The AI Task Delegation Checklist
Most agent disasters are delegation failures, not model failures. This checklist is the pre-flight you run before handing work to any agent that can take actions on your behalf. The three required items alone prevent most of the avoidable failures that make teams stop trusting agents.
The first time we asked an AI agent to "clean up the references in this document," it deleted three sections we needed. Not corrupted. Not overwritten. Gone — followed by the cheerful summary: "All references cleaned up."
That was the moment we stopped treating AI agents like a search box and started treating them like a contractor: useful, capable, and dangerous when given vague instructions.
Most of the agent disasters we see — silent file deletions, runaway API bills, broken integrations, overwritten documents — are not really model failures. They are delegation failures. The agent did exactly what its instructions allowed. The instructions were the problem.
This is the checklist we run before handing off any task that an agent will execute on its own. Three items are required. Seven are recommended. The required three prevent most of the avoidable failures that make teams stop trusting agents.
When this checklist applies
Run this before you ask an AI agent to:
- Edit, create, or delete files — code, Notion pages, Google Docs, anything stored
- Run commands or trigger workflows — n8n, Zapier, shell, anything with side effects
- Modify shared state — calendars, CRM records, sent emails, public pages
You do not need it for read-only work: searching, summarizing, drafting into a fresh document, analyzing content the agent cannot change.
The instruction template
Before you send the task, write these four lines. They take thirty seconds and remove most of the ambiguity:
Target: [the file, page, or section being changed]
Action: [the specific change to make]
Off-limits: [what must not be touched]
Done when: [what success looks like]
If anything is unclear, ask before starting.
The last line matters more than it looks. An agent told to ask before starting will surface ambiguities you did not realize were there. An agent told nothing will guess.
Required: the three items that prevent disasters
1. Is your work backed up?
For files in version control, commit first:
git add -A
git commit -m "before agent change"
For documents in Notion, Google Docs, Coda, or similar, open the version history and confirm the current state is captured. For workflows in n8n or Zapier, export the current configuration before letting an agent modify it.
The principle is simple: if the agent does something destructive, you need a state to revert to. The thirty seconds it takes to create that snapshot is cheap insurance.

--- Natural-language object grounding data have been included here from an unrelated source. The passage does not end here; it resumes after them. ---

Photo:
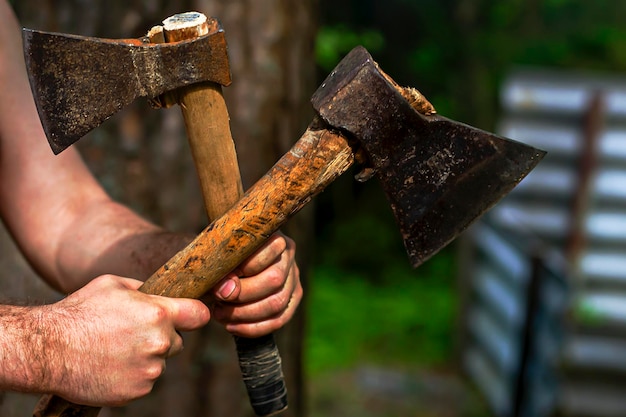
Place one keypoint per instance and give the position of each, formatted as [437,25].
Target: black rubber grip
[262,373]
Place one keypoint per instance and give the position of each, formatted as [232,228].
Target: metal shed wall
[569,215]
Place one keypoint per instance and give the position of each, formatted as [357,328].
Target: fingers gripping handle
[208,131]
[262,373]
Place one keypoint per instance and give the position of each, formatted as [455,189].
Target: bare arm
[73,233]
[58,214]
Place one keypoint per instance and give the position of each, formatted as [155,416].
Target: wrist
[27,344]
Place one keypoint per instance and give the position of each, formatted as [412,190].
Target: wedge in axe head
[440,175]
[78,82]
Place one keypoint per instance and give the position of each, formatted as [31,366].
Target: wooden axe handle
[208,130]
[316,160]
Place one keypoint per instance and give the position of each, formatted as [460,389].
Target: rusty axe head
[78,82]
[439,175]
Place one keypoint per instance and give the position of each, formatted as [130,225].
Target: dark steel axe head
[78,82]
[439,175]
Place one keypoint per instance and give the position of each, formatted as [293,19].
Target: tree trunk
[142,158]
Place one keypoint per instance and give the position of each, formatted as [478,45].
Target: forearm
[24,344]
[111,239]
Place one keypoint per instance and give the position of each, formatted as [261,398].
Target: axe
[439,175]
[184,62]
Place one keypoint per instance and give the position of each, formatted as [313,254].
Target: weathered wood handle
[316,160]
[208,130]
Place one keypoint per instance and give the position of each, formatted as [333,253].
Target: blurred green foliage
[365,304]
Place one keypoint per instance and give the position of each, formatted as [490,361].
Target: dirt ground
[377,392]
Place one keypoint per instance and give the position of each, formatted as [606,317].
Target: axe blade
[439,175]
[78,82]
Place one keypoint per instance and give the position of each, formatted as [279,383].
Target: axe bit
[184,62]
[439,175]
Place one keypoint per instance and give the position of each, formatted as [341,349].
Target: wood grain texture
[316,160]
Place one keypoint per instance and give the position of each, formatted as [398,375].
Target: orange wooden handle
[315,161]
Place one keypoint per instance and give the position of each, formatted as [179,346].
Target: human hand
[109,342]
[263,293]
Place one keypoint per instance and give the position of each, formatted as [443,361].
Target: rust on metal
[78,82]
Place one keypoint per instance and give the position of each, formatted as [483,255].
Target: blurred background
[522,316]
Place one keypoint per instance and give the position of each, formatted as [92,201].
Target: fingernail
[227,288]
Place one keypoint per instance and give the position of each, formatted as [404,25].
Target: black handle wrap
[262,373]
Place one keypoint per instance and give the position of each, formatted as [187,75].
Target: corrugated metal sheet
[572,207]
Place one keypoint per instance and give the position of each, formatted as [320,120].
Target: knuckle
[275,279]
[160,345]
[157,314]
[152,373]
[278,303]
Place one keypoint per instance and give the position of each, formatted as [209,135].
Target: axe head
[78,82]
[439,175]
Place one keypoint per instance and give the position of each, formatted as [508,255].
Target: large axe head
[439,175]
[78,82]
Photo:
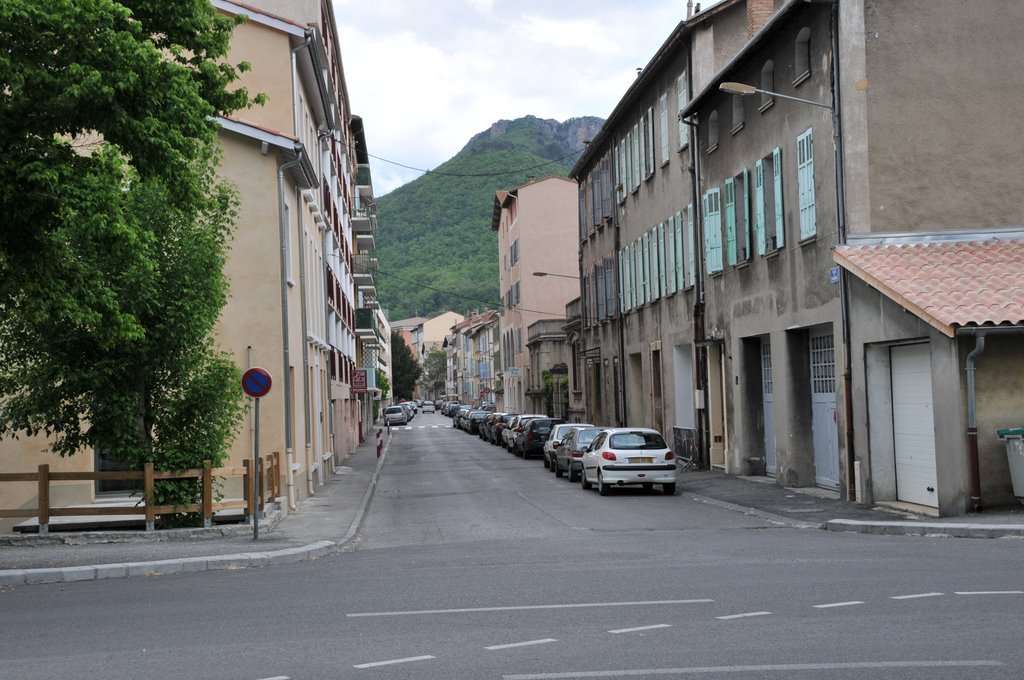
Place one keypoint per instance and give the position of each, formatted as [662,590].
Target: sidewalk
[332,517]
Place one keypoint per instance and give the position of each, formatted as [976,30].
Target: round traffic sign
[256,382]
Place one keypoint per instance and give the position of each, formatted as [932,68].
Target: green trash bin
[1015,456]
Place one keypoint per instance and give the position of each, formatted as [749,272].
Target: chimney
[758,13]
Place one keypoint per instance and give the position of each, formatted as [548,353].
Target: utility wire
[491,304]
[476,174]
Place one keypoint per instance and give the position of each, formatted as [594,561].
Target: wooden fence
[269,475]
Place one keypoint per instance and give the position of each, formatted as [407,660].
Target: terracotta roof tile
[948,285]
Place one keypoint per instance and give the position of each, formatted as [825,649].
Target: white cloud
[426,77]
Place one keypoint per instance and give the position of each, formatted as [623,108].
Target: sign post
[256,383]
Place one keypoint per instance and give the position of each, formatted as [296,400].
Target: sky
[428,75]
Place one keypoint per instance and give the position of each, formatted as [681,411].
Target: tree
[116,228]
[435,371]
[404,369]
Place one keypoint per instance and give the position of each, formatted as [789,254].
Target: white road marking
[520,644]
[696,670]
[837,604]
[393,661]
[640,628]
[524,607]
[744,615]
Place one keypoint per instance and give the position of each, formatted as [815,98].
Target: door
[823,420]
[768,405]
[913,424]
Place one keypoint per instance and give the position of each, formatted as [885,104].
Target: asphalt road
[474,563]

2. Did you scope the target?
"Update the homepage" is too broad. The agent will decide what "update" means.
"Update the headline in src/index.njk, line 12, from X to Y" is something an agent can execute without inventing the rest of the work.
Explicit scope is the difference between an agent that does what you wanted and an agent that does what it interpreted. Always include the file or page, the specific section, and the exact change.
3. Did you state what is off-limits?
Agents do what is allowed unless told otherwise. They will not infer your sensitivities. Be explicit:
Do not create new files.
Do not delete files.
Do not change dependencies.
Do not modify any file outside [the target].
This is the single line that turns most "agent went rogue" stories into "agent did its job and stopped."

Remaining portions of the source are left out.